Too many companies operate under the belief that if you keep kissing frogs (translated as launching many new potential growth opportunities), you are bound to eventually find a prince (translated as a winner). What a sad commentary on our business wisdom.
Although it is true that big business culture is a significant deterrent to the success of new growth opportunities, it is equally true that the 'rush-to-launch' mentality of smaller moreagile companies can be equally damaging.
Any company of any size considering a potential new growth opportunity should accomplish the following essential eight steps before giving serious consideration to actually launching the new venture:
1. Define the specific unmet need the new opportunity is addressing. Because consumers are actually purchasing solutions to needs rather than products, you should be able to clearly articulate the need you are solving.
2. Once the unmet need is identified, determine the potency of this need within your addressable market. Do you just have an exciting concept, or are significant numbers of your customers ready to purchase this new widget?
3. Do you have well-established competition (not necessarily in terms of the same widget but rather in terms of addressing this same need)? If so, how will you successfully lure satisfied customers away from them?
4. Have you completely and accurately assessed the barriers to entry? Entering a new market always involves significant costs and other resources, as well as the willingness to operate at a loss for an initial period of time. Do you have the financial resources to accomplish this?
5. Does this growth area complement what expertise you are already recognized to have? Bayer (of aspirin and health-care fame) is fighting an uphill battle entering lawn fertilizer markets, probably because consumers do not equate curing headaches and raising lush lawns as requiring the same areas of expertise.
6. Are your growth projections realistic? Are you projecting conservative growth figures, capturing perhaps one-half of one percent of the market your first year, with reasonable growth (not doubling annually after the second year)?
7. Do you have managers at the helm who are both risk takers and risk adverse?
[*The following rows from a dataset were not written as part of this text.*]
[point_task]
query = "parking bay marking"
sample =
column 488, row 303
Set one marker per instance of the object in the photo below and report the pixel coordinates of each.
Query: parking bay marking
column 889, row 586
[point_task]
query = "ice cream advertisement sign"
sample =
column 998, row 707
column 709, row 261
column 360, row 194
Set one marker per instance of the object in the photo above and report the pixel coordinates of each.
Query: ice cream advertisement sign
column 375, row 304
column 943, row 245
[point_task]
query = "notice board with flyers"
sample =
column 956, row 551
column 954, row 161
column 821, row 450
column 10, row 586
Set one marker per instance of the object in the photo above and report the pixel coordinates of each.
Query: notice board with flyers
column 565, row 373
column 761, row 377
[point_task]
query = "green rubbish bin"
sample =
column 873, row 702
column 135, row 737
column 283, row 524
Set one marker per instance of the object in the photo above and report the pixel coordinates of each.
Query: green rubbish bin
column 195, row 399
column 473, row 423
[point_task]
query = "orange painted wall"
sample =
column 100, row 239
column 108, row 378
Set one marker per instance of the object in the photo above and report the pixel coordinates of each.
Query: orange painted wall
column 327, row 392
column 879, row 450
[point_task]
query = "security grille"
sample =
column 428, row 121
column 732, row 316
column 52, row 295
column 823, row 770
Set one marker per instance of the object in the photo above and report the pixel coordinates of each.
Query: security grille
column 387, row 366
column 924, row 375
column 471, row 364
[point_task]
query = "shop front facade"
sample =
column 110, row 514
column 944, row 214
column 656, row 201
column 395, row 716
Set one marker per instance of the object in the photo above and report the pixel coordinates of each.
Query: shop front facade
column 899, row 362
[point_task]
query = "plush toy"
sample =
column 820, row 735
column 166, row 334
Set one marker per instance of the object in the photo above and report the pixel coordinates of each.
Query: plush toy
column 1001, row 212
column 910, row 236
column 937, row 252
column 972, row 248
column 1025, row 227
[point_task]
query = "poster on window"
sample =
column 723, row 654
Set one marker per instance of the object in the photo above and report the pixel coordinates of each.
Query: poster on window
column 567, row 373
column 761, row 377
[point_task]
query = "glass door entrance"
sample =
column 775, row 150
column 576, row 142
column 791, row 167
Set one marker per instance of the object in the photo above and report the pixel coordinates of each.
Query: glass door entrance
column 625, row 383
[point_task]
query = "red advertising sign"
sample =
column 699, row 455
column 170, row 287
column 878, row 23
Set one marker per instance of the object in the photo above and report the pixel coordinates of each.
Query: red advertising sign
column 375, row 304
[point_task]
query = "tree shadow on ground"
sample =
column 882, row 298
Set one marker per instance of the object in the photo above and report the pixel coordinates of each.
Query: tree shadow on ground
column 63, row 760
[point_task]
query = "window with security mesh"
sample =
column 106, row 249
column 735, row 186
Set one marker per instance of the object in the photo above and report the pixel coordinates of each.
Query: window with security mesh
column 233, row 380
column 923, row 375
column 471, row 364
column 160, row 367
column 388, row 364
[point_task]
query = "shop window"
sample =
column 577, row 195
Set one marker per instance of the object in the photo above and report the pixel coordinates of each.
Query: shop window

In other words, they should be willing to take calculated risks when the dangers are both identified and bounded, but at the same time they should be willing to walk away from a course of action if the failure odds are too great, rather than continuing to beat a dead horse. At the same time, are these managers sufficiently committed to lead the new venture through the rough waters that lie ahead?
8. Do you have a step-by-step written plan to launch the new business venture, including goals, strategies to accomplish the goals and an action plan to implement every strategy? If you ensure all eight of these tasks have been accomplished with excellence before the decision is made to proceed, chances are you will have far more princes than you do frogs.